Kedua, pemerintah daerah perlu mendorong pembentukan toko komunitas (community shop) oleh kumpulan warga. Usaha ekonomi-bisnis itu digerakkan dari modal masyarakat, dikelola secara mandiri oleh mereka, dan keuntungannya kembali kepada mereka untuk sebesar-besarnya kesejahteraan mereka.

Berbeda dengan minimarket-minimarket berjejaring nasional hingga internasional yang dikuasai sepenuhnya oleh individu atau kumpulan individu yang berasal dari luar masyarakat setempat, toko komunitas murni berasal dari dan berakhir untuk kepentingan sebesar-besarnya masyarakat setempat. Di toko komunitas itu, masyarakat menjadi pemilik sekaligus konsumen. Selisih keuntungan kembali kepada masyarakat.

Dengan lanskap ekonomi-bisnis demikian, pemasukan ekonomi masyarakat setempat yang berasal dari aset yang nyata-mewujud maupun nirnyata-nirwujud diserap korporasi besar melalui usaha minimarket berjejaring nasional bahkan internasional. Karena kepemilikan permodalannya mutlak oleh korporasi besar itu, keuntungan (profit) yang didapat dari penyerapan tidak kembali kepada masyarakat, melainkan melayang ke kantong-kantong pemilik modal luar.

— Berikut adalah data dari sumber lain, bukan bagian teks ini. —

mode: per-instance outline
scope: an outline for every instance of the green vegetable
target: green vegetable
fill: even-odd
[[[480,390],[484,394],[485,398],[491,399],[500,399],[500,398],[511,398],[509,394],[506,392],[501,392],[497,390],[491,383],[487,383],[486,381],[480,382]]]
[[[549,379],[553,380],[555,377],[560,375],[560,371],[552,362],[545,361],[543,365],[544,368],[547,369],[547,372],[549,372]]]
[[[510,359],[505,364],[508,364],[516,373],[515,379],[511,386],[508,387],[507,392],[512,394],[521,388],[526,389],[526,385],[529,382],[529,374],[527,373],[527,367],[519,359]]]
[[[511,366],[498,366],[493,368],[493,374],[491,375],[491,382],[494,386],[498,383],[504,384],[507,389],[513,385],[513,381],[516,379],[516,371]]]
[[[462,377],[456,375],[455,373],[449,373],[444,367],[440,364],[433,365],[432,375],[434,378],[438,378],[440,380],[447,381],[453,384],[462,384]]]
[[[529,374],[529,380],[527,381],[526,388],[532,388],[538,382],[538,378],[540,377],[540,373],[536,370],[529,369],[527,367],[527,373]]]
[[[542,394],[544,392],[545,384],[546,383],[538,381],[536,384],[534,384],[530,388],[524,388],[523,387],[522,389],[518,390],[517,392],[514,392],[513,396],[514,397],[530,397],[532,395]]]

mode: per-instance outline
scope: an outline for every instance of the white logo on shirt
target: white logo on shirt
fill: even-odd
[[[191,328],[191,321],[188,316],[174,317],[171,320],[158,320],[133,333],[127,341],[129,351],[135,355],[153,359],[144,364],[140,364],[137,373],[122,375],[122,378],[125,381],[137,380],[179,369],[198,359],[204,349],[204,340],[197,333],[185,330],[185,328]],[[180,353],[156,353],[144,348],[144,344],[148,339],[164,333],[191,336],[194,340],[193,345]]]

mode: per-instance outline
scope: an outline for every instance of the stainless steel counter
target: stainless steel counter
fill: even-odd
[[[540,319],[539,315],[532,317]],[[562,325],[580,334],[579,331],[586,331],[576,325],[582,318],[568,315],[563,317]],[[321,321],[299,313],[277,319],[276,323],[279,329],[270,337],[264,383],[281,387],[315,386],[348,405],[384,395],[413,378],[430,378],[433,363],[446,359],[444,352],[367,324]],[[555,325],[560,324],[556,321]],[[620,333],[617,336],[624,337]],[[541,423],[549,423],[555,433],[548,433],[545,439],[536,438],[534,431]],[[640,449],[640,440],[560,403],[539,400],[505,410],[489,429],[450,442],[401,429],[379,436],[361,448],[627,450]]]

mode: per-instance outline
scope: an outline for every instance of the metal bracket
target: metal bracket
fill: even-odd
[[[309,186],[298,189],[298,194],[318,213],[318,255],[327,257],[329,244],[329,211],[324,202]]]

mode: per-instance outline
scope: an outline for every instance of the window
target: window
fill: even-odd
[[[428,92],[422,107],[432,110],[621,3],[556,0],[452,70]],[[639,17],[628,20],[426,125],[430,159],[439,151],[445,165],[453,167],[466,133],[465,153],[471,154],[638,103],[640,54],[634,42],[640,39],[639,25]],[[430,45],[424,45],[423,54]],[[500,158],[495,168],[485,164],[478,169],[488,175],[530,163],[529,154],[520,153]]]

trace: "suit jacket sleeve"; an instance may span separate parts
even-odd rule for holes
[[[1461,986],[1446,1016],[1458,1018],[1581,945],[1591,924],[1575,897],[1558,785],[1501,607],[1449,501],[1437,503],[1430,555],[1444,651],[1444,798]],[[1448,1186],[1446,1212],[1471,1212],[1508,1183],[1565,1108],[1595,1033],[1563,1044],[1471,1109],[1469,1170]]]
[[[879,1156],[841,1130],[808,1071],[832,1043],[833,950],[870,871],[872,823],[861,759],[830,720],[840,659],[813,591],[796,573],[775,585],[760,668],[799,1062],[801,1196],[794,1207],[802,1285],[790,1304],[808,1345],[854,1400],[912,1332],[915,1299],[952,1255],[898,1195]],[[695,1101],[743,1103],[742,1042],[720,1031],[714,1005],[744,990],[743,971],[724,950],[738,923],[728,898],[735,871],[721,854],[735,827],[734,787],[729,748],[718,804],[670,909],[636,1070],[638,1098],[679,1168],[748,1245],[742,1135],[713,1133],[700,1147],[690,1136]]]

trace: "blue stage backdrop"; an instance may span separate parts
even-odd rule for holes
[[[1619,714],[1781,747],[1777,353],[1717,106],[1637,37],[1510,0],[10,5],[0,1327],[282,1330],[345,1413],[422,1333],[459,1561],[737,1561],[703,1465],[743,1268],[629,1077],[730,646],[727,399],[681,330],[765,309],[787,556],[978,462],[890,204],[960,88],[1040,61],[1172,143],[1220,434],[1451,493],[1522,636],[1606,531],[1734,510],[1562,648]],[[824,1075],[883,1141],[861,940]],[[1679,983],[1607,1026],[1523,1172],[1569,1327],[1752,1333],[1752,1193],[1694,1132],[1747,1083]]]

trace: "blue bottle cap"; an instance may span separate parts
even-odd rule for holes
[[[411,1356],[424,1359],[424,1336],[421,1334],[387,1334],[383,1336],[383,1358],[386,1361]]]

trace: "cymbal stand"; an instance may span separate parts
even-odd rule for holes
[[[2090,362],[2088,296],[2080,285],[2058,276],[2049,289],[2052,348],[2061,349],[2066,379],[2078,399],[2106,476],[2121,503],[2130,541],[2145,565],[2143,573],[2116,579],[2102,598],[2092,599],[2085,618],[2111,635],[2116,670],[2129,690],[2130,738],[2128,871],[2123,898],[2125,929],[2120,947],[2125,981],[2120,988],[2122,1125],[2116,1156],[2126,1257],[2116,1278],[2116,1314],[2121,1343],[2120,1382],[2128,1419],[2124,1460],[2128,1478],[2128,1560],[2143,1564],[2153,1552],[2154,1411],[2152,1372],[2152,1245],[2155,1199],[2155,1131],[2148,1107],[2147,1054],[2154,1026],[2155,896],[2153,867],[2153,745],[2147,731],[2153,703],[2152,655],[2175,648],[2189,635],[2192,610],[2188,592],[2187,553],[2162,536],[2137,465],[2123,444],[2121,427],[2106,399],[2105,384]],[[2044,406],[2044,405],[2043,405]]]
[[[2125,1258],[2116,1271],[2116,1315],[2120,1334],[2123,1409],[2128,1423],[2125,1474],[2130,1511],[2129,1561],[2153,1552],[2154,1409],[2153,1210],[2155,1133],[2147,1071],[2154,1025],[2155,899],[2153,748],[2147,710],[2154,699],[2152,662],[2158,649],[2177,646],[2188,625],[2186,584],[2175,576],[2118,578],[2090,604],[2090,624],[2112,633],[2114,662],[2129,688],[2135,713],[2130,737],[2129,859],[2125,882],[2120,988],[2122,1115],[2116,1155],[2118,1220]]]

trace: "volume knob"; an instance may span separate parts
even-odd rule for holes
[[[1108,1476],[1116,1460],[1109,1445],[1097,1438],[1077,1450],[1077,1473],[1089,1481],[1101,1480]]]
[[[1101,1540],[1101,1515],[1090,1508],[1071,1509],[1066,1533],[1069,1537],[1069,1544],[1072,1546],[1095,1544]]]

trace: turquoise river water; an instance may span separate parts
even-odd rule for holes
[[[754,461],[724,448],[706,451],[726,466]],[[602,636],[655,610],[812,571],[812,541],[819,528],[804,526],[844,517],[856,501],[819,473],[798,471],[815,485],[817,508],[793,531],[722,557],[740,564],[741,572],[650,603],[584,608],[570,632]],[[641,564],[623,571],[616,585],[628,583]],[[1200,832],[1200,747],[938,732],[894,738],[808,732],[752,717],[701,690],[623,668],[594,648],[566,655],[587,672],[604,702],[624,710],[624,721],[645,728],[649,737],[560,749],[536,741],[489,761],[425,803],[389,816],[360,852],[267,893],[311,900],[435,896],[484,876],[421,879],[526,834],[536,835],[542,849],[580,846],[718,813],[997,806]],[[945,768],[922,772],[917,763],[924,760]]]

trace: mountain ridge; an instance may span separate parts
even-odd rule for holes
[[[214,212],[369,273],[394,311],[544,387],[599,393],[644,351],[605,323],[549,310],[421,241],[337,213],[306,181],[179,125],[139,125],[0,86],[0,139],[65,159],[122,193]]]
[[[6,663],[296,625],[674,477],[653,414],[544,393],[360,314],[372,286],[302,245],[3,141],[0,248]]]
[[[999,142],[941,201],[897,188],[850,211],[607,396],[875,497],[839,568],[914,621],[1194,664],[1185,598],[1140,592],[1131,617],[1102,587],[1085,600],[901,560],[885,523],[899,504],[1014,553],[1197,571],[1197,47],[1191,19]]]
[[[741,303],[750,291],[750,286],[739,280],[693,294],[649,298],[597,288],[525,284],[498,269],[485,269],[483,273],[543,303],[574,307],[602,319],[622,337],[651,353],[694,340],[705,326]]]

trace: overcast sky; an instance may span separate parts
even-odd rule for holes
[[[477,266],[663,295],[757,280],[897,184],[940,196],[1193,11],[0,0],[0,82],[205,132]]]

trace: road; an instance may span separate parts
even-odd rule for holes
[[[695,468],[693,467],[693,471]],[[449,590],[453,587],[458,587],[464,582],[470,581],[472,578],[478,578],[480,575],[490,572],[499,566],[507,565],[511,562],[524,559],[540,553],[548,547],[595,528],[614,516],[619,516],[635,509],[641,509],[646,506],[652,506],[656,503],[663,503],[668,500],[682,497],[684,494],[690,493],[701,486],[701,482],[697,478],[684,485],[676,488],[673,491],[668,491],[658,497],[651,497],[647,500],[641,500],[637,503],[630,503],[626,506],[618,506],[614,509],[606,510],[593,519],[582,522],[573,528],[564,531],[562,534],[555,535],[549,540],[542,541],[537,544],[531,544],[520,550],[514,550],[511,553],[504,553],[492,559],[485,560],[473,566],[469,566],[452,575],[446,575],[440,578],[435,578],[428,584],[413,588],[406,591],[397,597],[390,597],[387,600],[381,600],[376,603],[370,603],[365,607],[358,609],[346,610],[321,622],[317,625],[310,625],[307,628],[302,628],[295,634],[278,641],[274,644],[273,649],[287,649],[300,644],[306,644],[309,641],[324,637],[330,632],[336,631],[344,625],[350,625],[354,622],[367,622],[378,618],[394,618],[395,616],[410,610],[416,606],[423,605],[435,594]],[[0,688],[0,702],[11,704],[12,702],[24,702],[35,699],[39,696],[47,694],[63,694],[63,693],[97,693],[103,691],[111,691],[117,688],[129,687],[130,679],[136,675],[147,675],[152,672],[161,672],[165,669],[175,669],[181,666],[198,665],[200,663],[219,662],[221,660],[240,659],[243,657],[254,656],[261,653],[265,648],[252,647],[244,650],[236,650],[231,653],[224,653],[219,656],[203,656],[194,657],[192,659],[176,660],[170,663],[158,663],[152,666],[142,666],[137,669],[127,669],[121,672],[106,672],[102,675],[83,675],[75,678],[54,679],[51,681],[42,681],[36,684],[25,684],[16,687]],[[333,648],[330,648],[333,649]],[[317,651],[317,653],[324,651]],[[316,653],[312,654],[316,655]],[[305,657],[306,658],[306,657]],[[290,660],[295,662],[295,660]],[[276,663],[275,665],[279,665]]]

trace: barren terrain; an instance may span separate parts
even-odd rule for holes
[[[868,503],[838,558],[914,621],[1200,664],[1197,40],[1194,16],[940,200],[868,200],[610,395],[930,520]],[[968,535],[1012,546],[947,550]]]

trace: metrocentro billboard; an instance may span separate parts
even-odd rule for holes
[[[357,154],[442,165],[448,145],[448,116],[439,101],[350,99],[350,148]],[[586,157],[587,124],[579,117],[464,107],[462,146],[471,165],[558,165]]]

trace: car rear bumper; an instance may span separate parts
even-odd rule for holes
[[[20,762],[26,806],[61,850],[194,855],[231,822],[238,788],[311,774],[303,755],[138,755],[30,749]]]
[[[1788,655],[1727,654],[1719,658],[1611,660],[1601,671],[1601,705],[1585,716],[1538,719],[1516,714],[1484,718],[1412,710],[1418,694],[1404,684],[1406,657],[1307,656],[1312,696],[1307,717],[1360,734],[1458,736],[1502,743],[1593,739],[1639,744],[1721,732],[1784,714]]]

Jika aset masyarakat itu menguap ke luar, peningkatan kapasitas ekonomi hanya akan menjadi milik pemodal luar. Masyarakat lokal akan tetap pada kondisi semula atau bahkan lebih parah. Karena itu, toko komunitas layak menjadi solusi alternatif bagi pengembangan ekonomi masyarakat. Kemandirian masyarakat akan diawali dan dibangun dari kemandirian ekonomi mereka.